We are committed to R. I am struggling to forgive WH. I kept telling myself all the positives that have happened in the last year but there are small parts that I can’t let go and forgive. Maybe I need more time.

About 15 years ago WH became friends with a group that met drinking and went on guy trips. Seemed harmless at the time. Over time WH began hanging out more with one of the friends and acting more and more like him. In 2011 the friend wanted to leave his wife and a few months later WH came home and said he wanted to leave me. A few months later I found out the friend was having an A and knew WH must be as well. It took a year of looking to finally find a text from OW. During that year WH lied every time I asked if there was OW. During the 2 year A WH went on extended business trip and guy trips I later found out included the OW. I confronted him asking for the truth and again he lied. I told him to leave. He moved in with his friend who was divorcing his wife. During our separation he couldn’t take the kids and I finally told him he needed to find his own place where he could take the kids or move back home and work on our marriage. A month after he moved home I found a text from OW. He told me the truth and said he ended the A during our separation but she kept texting him. Over the next 6 months his behavior was similar to before DDay and he was resisting the things I wanted him to do. I asked him to leave again. Four months later we started MC. A few months later I found an email dated 3 months after DDay between WH and OW that proved he lied again.

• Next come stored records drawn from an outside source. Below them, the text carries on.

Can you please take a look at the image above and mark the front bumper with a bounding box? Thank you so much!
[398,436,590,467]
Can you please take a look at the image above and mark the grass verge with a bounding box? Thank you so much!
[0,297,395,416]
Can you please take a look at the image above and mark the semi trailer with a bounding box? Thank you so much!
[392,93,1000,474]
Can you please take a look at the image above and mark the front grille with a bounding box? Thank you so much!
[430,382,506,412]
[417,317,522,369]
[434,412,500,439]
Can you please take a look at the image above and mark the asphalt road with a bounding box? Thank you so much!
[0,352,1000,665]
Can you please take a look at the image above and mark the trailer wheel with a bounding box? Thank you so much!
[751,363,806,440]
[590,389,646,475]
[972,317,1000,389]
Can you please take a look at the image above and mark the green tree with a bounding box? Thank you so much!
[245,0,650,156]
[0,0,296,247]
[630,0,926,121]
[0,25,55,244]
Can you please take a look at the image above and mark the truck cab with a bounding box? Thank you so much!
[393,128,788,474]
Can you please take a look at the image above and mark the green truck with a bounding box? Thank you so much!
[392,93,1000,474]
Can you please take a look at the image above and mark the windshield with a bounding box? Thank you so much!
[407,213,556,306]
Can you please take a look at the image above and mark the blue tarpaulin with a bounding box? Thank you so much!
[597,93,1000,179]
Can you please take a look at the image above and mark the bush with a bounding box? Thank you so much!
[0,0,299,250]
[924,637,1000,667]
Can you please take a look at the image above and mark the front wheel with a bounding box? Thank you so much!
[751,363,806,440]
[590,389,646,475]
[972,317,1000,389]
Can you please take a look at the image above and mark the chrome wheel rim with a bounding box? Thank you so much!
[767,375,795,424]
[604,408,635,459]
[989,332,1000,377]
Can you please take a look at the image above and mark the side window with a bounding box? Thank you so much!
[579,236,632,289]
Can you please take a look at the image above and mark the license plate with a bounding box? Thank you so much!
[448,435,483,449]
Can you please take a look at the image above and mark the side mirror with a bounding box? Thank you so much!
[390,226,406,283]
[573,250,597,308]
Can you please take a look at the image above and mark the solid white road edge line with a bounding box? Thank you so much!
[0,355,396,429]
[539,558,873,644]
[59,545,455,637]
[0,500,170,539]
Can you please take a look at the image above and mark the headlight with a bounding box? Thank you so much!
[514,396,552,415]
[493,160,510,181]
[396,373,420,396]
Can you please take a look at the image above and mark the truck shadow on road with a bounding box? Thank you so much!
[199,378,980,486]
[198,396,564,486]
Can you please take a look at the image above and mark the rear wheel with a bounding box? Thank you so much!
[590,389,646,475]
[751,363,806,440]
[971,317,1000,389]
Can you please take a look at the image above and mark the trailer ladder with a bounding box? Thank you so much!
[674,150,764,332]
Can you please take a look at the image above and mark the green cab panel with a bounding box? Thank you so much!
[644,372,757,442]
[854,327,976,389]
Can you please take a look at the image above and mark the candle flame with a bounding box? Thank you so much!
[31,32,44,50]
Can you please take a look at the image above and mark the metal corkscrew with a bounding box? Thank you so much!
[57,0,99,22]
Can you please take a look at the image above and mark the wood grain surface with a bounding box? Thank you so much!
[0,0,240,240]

Since DDay I found out the friend introduced WH to the OW and planned most of the trips they all went on. WH told me he couldn’t tell his friend he wanted to end the A. I believe WH wanted his friend to believe he was just like the friend – ready to leave me and continue the fun as single men. I believe WH put up a façade with our life and the life he led with his friend. I think if I wasn’t starting to pressure him, the OW and friend pressuring him to leave me he would have continued the A as long as he could. I wonder if he really did try to end the A before I found out. I do know his first attempt to reduce the pressure was to tell me he wanted to leave me. I don’t think I will ever know the truth.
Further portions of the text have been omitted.